España continúa debatiendo su reforma laboral desde 2022 con la intención de reducir la jornada laboral y revisar las indemnizaciones por despido. Ahora bien, existe una norma que muy pocos saben y por la cual podrían despedirte.
Justamente, surgió un caso de un trabajador que se negó a que le revisen la mochila en su trabajo y fue despedido de inmediato. Por su parte, el Tribunal Superior de Justicia de Aragón falló a favor de la empresa y aseguró que no existió vulneración de derechos fundamentales.
El caso de un trabajador que lo despidieron por negarse a que le revisen la mochila
El caso del trabajador despedido comenzó de la siguiente manera: el demandante desempeñaba el puesto de oficial de primera en una empresa dedicada a la fabricación y montaje de mobiliario, donde llevaba trabajando desde julio de 1998.

Al detectar la compañía varios hurtos de material y herramientas, la dirección decidió implementar controles esporádicos sobre las pertenencias de los empleados al finalizar los turnos. Estos registros los realizaba el personal de seguridad sin aviso previo, siempre en presencia de la responsable de prevención de riesgos laborales y de los delegados de personal.
El vigilante pedía que se abriera la bolsa o mochila y, con la ayuda de una linterna, observaba el interior sin tocar ni manipular nada. En todo caso, si algún objeto impedía ver bien el contenido, se le pedía al empleado que lo moviera.
El 30 de mayo de 2024 se llevó a cabo uno de estos controles a la salida del turno de tarde. El personal de seguridad se colocó en los tornos de acceso y en los vestuarios. Cuando llegó el turno del recurrente, este se negó a abrir su bolsa argumentando que no mostraría lo que llevaba. Más tarde, ya en los tornos, volvió a ser requerido para que enseñara la mochila y nuevamente se negó. Como consecuencia, la empresa le entregó la carta de despido disciplinario el 18 de junio.
¿Qué decidió la Justicia ante el caso?
El tribunal señala que se trató de un registro puntual motivado por la sospecha razonable de sustracción de material y herramientas de la empresa. Los magistrados destacan que la medida perseguía un objetivo legítimo, protegido por el artículo 18 del Estatuto de los Trabajadores, consistente en salvaguardar el patrimonio empresarial, por lo que resultaba necesaria y proporcionada.
Además, subrayan que solo se aplicó a quienes portaban bolsas o mochilas, que los controles fueron mínimamente intrusivos y que se realizaron siempre con presencia de representantes de los trabajadores.
“No se produjo ninguna vulneración de la dignidad del demandante ni se exhibió el contenido de su bolsa ante terceros. La sentencia analiza todas estas circunstancias y concluye que no hubo infracción de derechos fundamentales del trabajador ni incumplimiento del art. 18 ET. La Sala comparte plenamente dicho razonamiento”, añaden los jueces.

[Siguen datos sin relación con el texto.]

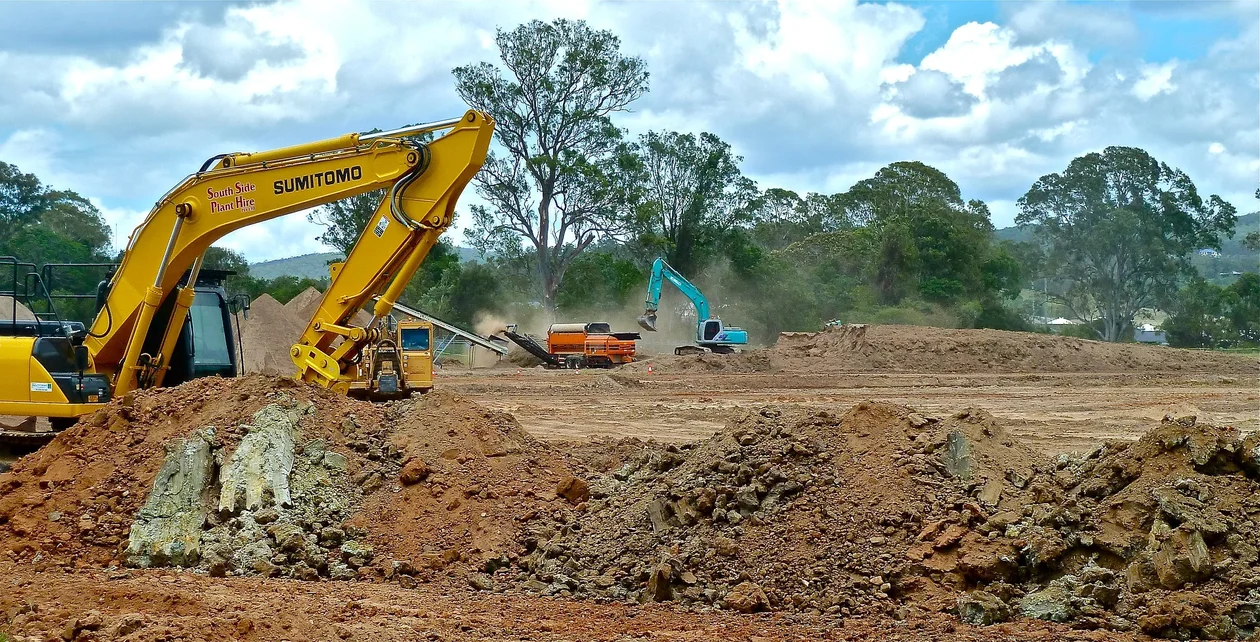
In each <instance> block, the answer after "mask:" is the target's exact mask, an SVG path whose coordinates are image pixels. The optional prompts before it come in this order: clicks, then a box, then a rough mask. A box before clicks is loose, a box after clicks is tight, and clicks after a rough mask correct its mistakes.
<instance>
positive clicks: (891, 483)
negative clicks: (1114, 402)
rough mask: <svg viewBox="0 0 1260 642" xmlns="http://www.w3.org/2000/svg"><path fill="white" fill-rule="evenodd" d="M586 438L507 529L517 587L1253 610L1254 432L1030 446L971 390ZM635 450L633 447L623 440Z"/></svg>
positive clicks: (689, 594)
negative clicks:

La Sala de lo Social del TSJ concluye que “la actitud del trabajador recurrente supuso un acto claro de desobediencia a instrucciones legítimas de la empresa destinadas a proteger su patrimonio y la seguridad en el centro de trabajo. Dicha conducta fue correctamente calificada como desobediencia grave y culpable susceptible de sanción con despido conforme al artículo 54.2.d del Estatuto de los Trabajadores”.
En consecuencia, procede confirmar íntegramente la sentencia recurrida, al no apreciarse las vulneraciones alegadas en el recurso. De igual manera, la sentencia no ha adquirido firmeza y cabe recurso ante el Tribunal Supremo.
Fuente: TSJ de Aragón. Sala de lo Social. Sentencia nº 38/2026 de 19 de enero de 2026.